Wo werden die Nadeln bei einer Schwangeren gesetzt?
Grundsätzlich werden sechs bis acht Nadeln in den Beinen und an den kleinen Zeh gesetzt. Dies bewirkt eine Stimulation und wie bereits erwähnt, den Energiefluss auf den Meridianen.
Ist die Akupunktur schmerzhaft?
Nein, es ist in der Tat nur ein kleiner Pieks, da die Akupunkturnadeln sehr dünn sind. Es ist viel weniger als der Stich bei einer Spritze oder Blutentnahme. Ich persönlich nutze Nadeln aus Silikon. Diese gleiten spürbar leichter. Einige Frauen meinen, sie würden ein leichtes Kribbeln empfinden, sobald die Nadeln liegen. Das spricht dafür, dass die Energie fließt. Wenn man nichts merkt, ist dies aber auch vollkommen ok.
Wie oft wird geburtsvorbereitende Akupunktur durchgeführt?
Du kannst ab der 36. Schwangerschaftswoche mit den Sitzungen beginnen. Diese finden dann einmal in der Woche statt. Optimalerweise schafft man mindestens 3 Sitzungen der angestrebten 4. Dabei wird in der ersten Sitzung darauf verzichtet, die Nadeln am kleinen Zeh zu setzen, da diese wehenanregend wirken kann.
Wie lang dauert eine Sitzung?
Bei der Länge der Sitzung kannst Du Dich auf 20 bis 30 Minuten einstellen. So lange dauert in der Regel eine geburtsvorbereitende Akupunktur. Vorab führe ich persönlich gern ein kurzes Gespräch und danach ist es ratsam, sich noch ein wenig zu erholen und nicht sofort aufzuspringen. Manchmal tritt eine wahnsinnige Müdigkeit nach der Akupunktur auf, so dass sich viele Frauen anschließend zu Hause gerne hinlegen.
Ist eine solche Behandlung unbedenklich für das Baby?
Ja, die geburtsvorbereitende Akupunktur ist unbedenklich. Das Baby selbst bekommt davon nichts mit. Einige werdende Mütter berichten davon, dass ihr Kind während und nach der Behandlung besonders aktiv ist. Schädlich ist sie auf keinen Fall.
In welchem Fall wird eine Akupunktur abgelehnt?

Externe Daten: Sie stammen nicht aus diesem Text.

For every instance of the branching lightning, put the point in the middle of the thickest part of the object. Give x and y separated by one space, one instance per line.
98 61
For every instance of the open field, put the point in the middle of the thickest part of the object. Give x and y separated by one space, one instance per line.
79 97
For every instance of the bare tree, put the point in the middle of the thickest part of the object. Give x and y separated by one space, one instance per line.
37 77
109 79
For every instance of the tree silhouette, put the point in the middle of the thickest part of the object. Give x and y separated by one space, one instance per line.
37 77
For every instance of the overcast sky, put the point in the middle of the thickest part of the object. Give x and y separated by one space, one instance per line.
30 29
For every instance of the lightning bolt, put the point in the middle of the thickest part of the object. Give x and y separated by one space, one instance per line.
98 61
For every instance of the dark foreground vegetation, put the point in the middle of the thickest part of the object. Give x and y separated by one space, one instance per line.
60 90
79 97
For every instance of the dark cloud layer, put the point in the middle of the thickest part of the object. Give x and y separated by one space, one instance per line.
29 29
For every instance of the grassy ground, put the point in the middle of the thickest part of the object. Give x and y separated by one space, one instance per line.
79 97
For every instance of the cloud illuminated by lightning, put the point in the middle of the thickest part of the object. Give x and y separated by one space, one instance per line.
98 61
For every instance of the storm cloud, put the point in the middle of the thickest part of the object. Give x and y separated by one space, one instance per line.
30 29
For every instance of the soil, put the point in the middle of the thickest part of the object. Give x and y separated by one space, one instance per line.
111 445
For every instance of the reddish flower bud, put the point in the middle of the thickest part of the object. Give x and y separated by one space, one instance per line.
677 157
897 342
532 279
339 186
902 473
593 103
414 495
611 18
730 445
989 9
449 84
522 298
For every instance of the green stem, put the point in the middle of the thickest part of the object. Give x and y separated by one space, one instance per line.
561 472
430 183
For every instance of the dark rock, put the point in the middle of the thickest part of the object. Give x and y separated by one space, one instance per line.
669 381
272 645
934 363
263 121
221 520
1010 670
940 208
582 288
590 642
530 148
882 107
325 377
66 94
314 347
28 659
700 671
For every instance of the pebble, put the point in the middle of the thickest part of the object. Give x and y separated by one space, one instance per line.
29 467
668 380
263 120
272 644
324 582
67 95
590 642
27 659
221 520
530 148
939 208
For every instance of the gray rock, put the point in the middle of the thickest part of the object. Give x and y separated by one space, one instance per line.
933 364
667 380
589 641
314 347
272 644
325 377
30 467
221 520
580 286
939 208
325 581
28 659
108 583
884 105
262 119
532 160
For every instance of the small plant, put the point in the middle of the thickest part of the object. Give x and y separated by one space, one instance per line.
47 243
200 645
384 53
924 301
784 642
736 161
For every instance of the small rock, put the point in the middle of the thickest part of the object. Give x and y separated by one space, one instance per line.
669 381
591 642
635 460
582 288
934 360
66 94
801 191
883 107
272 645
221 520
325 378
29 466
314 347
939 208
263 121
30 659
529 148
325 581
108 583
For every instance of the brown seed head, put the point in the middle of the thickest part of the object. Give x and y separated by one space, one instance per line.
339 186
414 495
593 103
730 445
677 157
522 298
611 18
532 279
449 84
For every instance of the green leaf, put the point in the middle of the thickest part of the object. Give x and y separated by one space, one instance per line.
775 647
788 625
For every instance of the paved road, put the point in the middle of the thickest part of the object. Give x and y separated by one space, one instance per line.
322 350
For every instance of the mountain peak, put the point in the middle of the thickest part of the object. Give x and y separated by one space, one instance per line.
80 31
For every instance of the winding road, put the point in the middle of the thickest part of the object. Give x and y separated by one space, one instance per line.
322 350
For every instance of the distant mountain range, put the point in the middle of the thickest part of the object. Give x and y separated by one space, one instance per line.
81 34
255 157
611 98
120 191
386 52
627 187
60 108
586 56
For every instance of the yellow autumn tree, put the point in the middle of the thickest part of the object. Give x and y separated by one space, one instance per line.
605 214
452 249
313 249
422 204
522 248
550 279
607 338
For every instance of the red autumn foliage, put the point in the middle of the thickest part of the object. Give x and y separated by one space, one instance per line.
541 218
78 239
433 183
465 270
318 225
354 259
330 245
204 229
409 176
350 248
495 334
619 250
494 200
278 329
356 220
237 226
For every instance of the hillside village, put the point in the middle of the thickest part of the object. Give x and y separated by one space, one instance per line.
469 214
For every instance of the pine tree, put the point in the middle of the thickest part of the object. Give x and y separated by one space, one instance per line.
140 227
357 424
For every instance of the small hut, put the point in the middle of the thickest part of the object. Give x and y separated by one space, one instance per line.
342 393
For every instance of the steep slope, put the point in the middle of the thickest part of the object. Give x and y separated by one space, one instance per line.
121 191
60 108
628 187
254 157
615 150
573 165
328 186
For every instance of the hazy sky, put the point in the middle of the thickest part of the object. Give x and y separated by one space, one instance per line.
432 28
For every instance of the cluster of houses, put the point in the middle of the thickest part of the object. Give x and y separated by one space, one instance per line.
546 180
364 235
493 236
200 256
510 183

Es spricht nur sehr wenig gegen eine Akupunktur. Lediglich bei Frauen, mit vorzeitiger Wehentätigkeit wäre ich etwas vorsichtiger und würde mit den Sitzungen erst ab der 37. SSW beginnen.

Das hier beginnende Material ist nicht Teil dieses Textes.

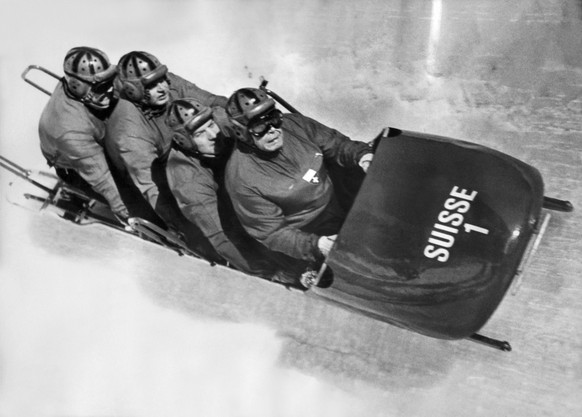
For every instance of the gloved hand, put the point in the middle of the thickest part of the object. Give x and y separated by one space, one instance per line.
365 161
325 243
121 214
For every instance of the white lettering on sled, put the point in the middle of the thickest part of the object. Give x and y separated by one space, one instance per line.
444 232
311 176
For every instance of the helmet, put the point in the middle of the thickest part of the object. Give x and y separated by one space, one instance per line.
136 71
185 116
85 69
243 106
247 104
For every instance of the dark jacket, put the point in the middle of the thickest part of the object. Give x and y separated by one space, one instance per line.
198 187
286 199
138 142
71 137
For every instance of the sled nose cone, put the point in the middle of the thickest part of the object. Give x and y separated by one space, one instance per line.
436 235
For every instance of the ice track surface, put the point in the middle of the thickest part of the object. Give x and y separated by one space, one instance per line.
95 323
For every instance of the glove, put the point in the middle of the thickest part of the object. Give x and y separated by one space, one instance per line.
122 215
365 161
325 243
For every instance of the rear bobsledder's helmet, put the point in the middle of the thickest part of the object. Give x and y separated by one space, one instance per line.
136 71
185 116
243 106
85 69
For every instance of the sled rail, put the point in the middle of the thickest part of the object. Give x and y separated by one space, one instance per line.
34 84
22 173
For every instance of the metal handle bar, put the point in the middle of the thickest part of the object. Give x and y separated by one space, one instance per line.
39 68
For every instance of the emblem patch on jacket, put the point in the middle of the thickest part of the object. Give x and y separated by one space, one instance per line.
311 176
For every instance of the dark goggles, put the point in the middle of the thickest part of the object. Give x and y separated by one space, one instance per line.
102 87
261 125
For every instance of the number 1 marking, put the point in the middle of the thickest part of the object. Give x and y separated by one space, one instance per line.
472 228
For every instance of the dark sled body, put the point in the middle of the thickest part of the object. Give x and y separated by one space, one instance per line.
435 235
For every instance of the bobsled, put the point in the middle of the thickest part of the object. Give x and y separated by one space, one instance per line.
438 232
436 235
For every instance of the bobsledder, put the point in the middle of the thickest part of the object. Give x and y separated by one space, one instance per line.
438 232
44 192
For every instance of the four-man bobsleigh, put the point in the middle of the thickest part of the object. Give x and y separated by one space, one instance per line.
437 233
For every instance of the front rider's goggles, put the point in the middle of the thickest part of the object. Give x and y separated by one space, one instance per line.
262 124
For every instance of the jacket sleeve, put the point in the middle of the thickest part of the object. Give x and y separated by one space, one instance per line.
87 157
187 89
265 221
336 147
196 196
138 157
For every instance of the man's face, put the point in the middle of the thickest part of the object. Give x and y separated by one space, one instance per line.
266 131
270 141
208 140
100 95
158 92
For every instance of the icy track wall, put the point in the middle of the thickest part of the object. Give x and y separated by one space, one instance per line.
467 69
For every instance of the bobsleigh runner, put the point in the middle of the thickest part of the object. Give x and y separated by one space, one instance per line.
438 232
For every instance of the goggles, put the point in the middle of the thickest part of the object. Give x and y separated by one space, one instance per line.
261 125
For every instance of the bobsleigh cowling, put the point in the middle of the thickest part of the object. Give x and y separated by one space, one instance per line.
435 235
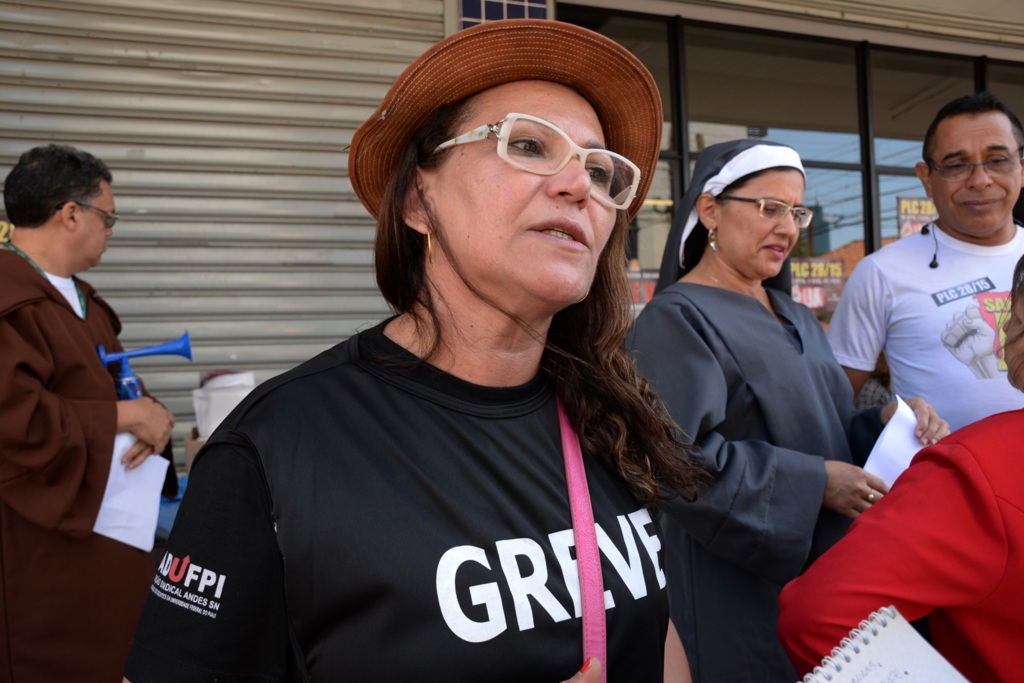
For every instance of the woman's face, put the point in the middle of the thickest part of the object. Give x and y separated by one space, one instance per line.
1013 344
528 242
749 244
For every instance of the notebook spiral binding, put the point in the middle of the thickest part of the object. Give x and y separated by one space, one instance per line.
849 646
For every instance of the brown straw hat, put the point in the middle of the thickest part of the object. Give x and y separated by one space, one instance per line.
609 77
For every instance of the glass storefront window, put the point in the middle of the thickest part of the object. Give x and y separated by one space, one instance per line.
907 89
904 206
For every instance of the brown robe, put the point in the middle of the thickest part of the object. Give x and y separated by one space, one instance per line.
69 598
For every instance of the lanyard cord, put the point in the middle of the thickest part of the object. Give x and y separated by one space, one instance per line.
588 557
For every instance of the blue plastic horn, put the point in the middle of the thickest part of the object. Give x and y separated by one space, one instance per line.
128 383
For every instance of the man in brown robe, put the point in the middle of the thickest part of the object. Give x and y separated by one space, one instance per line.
69 597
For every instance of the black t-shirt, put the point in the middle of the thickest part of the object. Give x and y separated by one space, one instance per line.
393 522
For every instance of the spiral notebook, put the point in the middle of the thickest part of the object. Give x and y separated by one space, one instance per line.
885 647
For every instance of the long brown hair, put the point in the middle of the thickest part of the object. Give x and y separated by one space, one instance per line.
615 412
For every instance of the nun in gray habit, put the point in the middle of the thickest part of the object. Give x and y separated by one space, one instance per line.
755 384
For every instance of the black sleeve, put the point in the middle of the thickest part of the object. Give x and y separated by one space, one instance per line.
864 431
216 608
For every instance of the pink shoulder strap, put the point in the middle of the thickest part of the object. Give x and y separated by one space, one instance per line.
588 558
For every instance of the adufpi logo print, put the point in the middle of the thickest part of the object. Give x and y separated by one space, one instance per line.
186 585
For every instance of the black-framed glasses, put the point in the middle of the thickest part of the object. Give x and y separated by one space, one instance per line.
540 146
1000 165
110 218
775 209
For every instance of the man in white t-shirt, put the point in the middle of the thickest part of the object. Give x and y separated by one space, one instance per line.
935 302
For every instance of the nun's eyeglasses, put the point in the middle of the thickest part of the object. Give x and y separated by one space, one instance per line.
776 210
540 146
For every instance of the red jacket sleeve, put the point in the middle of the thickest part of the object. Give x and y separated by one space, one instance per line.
937 540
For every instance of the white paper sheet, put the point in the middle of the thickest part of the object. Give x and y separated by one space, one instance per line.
131 501
896 445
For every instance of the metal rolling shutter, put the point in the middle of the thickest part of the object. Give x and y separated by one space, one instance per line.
224 124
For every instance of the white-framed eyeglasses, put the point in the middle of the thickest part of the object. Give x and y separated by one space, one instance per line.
775 209
540 146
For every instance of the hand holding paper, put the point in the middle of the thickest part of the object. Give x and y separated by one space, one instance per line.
896 445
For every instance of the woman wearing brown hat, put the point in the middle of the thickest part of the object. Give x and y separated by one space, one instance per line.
397 508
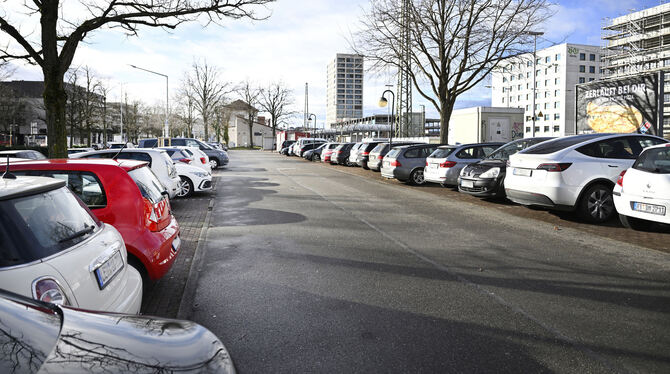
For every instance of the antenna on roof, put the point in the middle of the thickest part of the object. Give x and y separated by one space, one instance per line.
7 174
119 152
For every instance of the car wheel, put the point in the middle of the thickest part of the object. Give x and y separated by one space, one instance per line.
416 178
597 205
185 187
634 223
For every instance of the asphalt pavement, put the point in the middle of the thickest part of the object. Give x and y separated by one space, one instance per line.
309 269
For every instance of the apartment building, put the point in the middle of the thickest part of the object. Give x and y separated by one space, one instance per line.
639 43
556 70
344 88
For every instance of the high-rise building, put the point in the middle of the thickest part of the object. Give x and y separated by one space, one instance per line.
639 43
556 71
344 88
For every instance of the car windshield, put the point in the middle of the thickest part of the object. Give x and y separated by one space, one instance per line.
655 160
38 226
149 185
559 144
442 152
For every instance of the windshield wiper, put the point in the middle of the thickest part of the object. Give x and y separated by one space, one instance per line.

Ist mit Nebenwirkungen zu rechnen?
Jede Behandlung kann hin und wieder Wirkungen haben, die nicht erwünscht sind. Das ist bei der Akupunktur nicht anders. Allerdings musst du nichts Ernstes befürchten. Einige Frauen klagen über niedrigen Blutdruck und ein leichtes Schwindelgefühl direkt nach der Sitzung. Hier empfiehlt es sich, nach der Behandlung noch etwas Zeit zu nehmen. Übelkeit tritt sehr, sehr selten auf. Außerdem selten sind Reizungen an den Einstichstellen. Kommt es doch mal dazu, dass ein kleines Blutgefäß verletzt wird, kann es zu einem kleinen blauen Fleck kommen. Das dürfte aber angesichts der vielversprechenden Wirkungen zu verkraften sein. Ansonsten ist die geburtsvorbereitende Akupunktur eine harmlose und tolle Möglichkeit, seinen Körper auf das große Abenteuer, die Geburt, vorzubereiten.